Actually my role was clear. I waded into the scrum and grabbed handfuls of contestants and nudged them, not unkindly, to neutral corners. Checked for any obvious injuries (nothing serious, that I could see) and yelled “Enough!” in a basso profundo tone. Several times in fact.
The whole incident took about 30 seconds.
By this time the football game was nearly over and, for sure, any resemblance of a pool tournament had long since passed. Stu and I gathered up wives and friends and shooed them, along with Stu Jr. out the door. I hung out long enough to see everyone out while Stu huddled in conversation with the Greek. From what I could see of it, it wasn’t a happy encounter. No indeed.
We all gathered at Stu’s house for food and, of course, a blow by blow re-telling of the Rumble. Stu was loud and profane. “That’s the last time I set foot in that joint. Bastard tried to jump my family! I told that Greek to keep those damned Steelers fans over where they belonged and everybody would get along fine. But nooooo, can’t have that can we?!”
I pulled him aside and asked “Look man, what were you and him talking about there at the end?”
“I told that rotten Greek what happened and he was all like, ‘These things happen’ and shit. Where was he before all this was going on?”
I reminded Stu, as gently as possible, that the Greek had his hands full with a barload of customers and wasn’t it just possible that he was in the kitchen at the time?
Stu wasn’t hearing it. “That’s the last time, dammit. As a matter of fact, this is an official boycott! NOBODY goes into that place!”
Now this isn’t the last time that this threat has been made, to boycott the place. The last time it happened it was for much more beneficent reasons, the rate of service by the one and only bimbo bartender.
And there were no demands of solidarity from Stu, or anybody else for that matter. Eventually (I’d say about a week) we returned and all was well in the land.
But for the past week or so Stu has been firm. “I just hope I don’t hear of anybody going to the Watering Hole! Place is no good I tell ye! I’m taking all my business down to the Fat Guy’s Place and we’ll just see how long the Greek lasts!”
Fat Guy’s Place is a dive, but a dive with good intentions. It’s a beer only place, as opposed to the Hole. Since Ally likes an occasional splash of Parrot Bay in her Coke, it’s not the sort of place I’d expect her to want to hang out in, or play pool in. So.
I’ve been breaking the boycott.
As a matter of fact, so has everybody else.
Yeah, we’ve done more than our share of breaking the boycott. But the barkeeps and regulars at the Hole keep asking, “Where’s Stu? What’s the matter with Stu?” With good reason, since Stu and I are probably the best tippers in the joint. And Stu being Stu, he really does make the place fun. His is the sort of personality that draws people into a place just to see what will happen next. So in that respect, I guess he’s somewhat justified in thinking that a boycott will ruin the Greek.
I don’t know.

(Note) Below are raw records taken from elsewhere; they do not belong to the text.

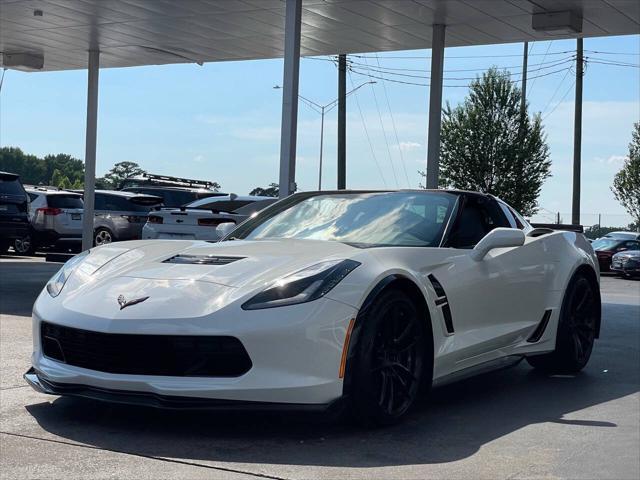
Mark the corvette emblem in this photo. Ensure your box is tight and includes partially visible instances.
[118,295,149,310]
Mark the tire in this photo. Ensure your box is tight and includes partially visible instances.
[93,227,115,247]
[13,235,35,255]
[527,274,600,374]
[347,289,433,426]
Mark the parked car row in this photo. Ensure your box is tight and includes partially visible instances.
[591,232,640,277]
[0,172,276,255]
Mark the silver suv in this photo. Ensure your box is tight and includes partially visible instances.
[93,190,162,245]
[19,186,83,255]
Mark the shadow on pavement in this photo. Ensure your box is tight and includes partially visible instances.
[0,256,60,317]
[26,304,640,467]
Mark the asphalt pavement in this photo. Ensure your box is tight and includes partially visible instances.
[0,256,640,479]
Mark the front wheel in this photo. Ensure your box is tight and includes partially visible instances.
[13,235,35,255]
[527,275,600,373]
[349,289,430,425]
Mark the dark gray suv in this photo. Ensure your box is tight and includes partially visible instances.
[93,190,162,246]
[0,172,29,254]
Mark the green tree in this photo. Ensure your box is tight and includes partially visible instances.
[420,68,551,216]
[104,162,146,189]
[43,153,84,186]
[611,122,640,230]
[249,183,280,197]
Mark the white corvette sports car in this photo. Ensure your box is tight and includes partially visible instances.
[25,190,600,424]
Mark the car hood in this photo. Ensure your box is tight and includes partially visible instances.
[70,239,362,288]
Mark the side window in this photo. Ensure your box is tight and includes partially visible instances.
[93,193,106,210]
[447,196,511,248]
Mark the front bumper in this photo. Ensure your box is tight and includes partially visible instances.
[142,223,220,242]
[25,294,357,409]
[23,367,346,413]
[611,261,640,275]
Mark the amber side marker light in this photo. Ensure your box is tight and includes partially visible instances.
[338,318,356,378]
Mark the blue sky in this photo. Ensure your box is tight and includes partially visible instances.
[0,35,640,224]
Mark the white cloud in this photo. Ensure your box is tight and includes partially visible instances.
[596,155,627,167]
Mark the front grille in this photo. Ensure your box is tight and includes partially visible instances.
[40,322,251,377]
[162,253,246,265]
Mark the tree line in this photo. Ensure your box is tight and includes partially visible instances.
[0,68,640,225]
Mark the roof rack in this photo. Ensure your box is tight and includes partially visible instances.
[124,173,217,189]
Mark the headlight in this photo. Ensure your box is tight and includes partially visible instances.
[242,260,360,310]
[47,250,89,297]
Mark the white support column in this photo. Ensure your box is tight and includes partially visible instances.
[82,50,100,250]
[280,0,302,198]
[426,25,445,188]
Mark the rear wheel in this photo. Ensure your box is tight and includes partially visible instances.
[527,275,600,373]
[349,289,430,425]
[93,227,113,247]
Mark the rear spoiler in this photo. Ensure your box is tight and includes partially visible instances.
[531,223,584,233]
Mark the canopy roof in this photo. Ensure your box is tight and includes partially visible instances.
[0,0,640,71]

The Greek seems to be doing just fine. And Fat Guy is pleased with the sudden influx of new customers. So maybe everybody is happy.
Me, I just wish for one day I wouldn’t have to hear the story of the Fightin’ Stu’s all over again. And I do miss the pool tournament on Saturdays.
Maybe I should get my own pool table. Put up a bar in my garage.
But you can bet your last dollar it won’t be a Steelers bar.